Ex-NHL agent's sex trial opens

STEVE SIMMONS, SUN MEDIA

, Last Updated: 8:48 AM ET

NAPANEE -- Two unnamed female witnesses will testify that David Frost participated in and orchestrated three-way sex and two-on-one sex involving them and young hockey players, court was told yesterday on the opening day of the sexual exploitation trial of the former coach and player agent.

While the two women can't be named under a publication ban, which is being challenged this morning by media lawyers, they are, in essence, the entire case against Frost.

The girls, teens in 1996 and women now, will not only testify that they participated in the group sex with Frost but that Frost sexually "touched" at least one of the hockey players named as complainants here, the court was told.

But the largest point of contention after a day of legal arguments may come down to the credibility of the two women in direct contrast to the fact that the former hockey players named in the complaint will not testify for the prosecution against Frost. However, the parents of the unnamed players have been subpoened to do so.

HEARD BY JUDGE ALONE

In all, Frost stands charged with four counts of sexual exploitation, two against the females, two against the males, and if found guilty could face a maximum 40-year prison sentence, according to Section 153 of the criminal code. Frost has pleaded not guilty to all charges.

The trial is being heard by judge alone.

"Miss B alleged that in two incidents with Mr. C, during the threesomes that Mr. Frost directly touched Mr. C," Frost's razor-sharp attorney, Marie Henein, told the court. "The Crown theory is that Mr. Frost used Miss B's body to indirectly touch Mr. C ... Our witnesses say it was all consensual."

Yesterday, on the first day of what could be a two-week trial, lawyers for both sides argued about the admissibility of five crown witnesses. This morning, Mr. Justice Geoffrey Griffin, the affable small-town judge with a big-city sense of humour, is expected to rule on the matter of admissibility and on whether the publication ban will remain in effect.

All the complainants and many of the witnesses scheduled to testify were under 18 at the time of the alleged crime some 12 years ago. Crown attorney, Sandy Tse, wants to protect the integrity of those who will testify against Frost by keeping their names out of the public.
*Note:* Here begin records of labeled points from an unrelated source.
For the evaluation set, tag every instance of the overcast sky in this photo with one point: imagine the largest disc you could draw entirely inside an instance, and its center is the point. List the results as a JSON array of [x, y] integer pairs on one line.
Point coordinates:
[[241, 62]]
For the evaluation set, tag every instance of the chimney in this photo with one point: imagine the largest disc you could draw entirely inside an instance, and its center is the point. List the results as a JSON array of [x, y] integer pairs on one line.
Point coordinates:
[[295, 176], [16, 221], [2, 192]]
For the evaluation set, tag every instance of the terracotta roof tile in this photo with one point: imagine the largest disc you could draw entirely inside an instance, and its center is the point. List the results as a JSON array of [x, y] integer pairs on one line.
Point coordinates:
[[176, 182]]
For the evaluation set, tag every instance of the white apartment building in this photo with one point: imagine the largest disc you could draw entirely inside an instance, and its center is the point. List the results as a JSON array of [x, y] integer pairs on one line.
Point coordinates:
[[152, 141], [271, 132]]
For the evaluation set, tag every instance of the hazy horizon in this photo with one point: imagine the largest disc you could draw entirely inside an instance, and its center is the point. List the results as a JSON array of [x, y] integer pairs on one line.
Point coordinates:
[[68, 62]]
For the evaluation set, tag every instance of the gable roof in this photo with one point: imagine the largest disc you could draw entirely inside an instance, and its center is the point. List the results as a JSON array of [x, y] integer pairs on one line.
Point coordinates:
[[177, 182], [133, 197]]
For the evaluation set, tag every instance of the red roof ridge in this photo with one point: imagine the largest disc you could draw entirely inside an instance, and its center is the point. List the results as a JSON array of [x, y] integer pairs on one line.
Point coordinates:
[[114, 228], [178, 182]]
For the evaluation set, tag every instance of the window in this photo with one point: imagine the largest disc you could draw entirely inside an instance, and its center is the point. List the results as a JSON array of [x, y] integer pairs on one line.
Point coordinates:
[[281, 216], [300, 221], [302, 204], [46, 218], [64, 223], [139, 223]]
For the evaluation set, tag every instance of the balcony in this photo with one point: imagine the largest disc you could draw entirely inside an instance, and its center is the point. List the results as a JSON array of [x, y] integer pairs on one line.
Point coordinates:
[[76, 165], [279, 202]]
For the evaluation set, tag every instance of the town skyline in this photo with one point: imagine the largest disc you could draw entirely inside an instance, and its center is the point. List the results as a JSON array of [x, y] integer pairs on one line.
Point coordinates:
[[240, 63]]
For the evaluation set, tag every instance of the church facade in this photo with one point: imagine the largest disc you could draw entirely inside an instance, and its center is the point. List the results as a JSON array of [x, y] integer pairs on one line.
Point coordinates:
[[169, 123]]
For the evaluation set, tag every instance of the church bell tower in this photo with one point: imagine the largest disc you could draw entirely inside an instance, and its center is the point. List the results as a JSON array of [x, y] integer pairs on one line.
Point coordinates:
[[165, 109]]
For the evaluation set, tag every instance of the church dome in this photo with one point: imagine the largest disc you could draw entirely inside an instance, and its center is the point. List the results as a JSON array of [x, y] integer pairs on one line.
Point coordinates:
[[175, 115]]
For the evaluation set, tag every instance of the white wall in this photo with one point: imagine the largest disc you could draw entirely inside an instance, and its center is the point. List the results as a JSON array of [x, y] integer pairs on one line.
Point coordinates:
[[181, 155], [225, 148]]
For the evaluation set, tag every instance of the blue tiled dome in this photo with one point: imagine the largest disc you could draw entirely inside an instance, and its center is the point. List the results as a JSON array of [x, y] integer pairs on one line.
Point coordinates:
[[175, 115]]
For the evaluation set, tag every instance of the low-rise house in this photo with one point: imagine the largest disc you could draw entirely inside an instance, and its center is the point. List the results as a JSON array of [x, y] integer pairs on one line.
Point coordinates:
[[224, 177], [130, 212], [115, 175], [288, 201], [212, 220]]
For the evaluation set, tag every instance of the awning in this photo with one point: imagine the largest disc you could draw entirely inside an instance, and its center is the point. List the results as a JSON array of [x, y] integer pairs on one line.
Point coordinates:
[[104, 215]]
Throughout the day, Henein was far more interested in having the evidence regarding Frost's demeanor, his coaching methods and apparent control of his players tossed, calling it a "waste of time and distraction to the court."

"The leap of faith here is because he was controlling, he was involved with sexual activity," Henein argued. "There's no connection.

"There is no question he was a tough coach, demanding coach, aggressive coach. ... We're not here to try his coaching methods. How does that help determine whether there was sexual exploitation ...?"

For her part, assistant Crown attorney Melanie Adams meticulously argued why testimony of three witnesses protected by publication ban and former Quinte Hawks trainer Chuck Morgan and local hotel employee Vicki Boutilier, was relevant to building a case against Frost illustrating his position of authority and the dependency of the relationship with some of his junior hockey players.

One name that did come up yesterday was Bob Goodenow, former head of the National Hockey League Players' Association. In a deposition for the prosecution, one former player wondered after taking a tour of the NHLPA offices with Frost why "a powerful man like Goodenow" was aware of Frost's methods and seem to find nothing wrong with them.

Decisions on the admissibility of certain evidence and witnesses will be made this morning, as will a decision on the publication ban.

The first witnesses could be called as early as tomorrow.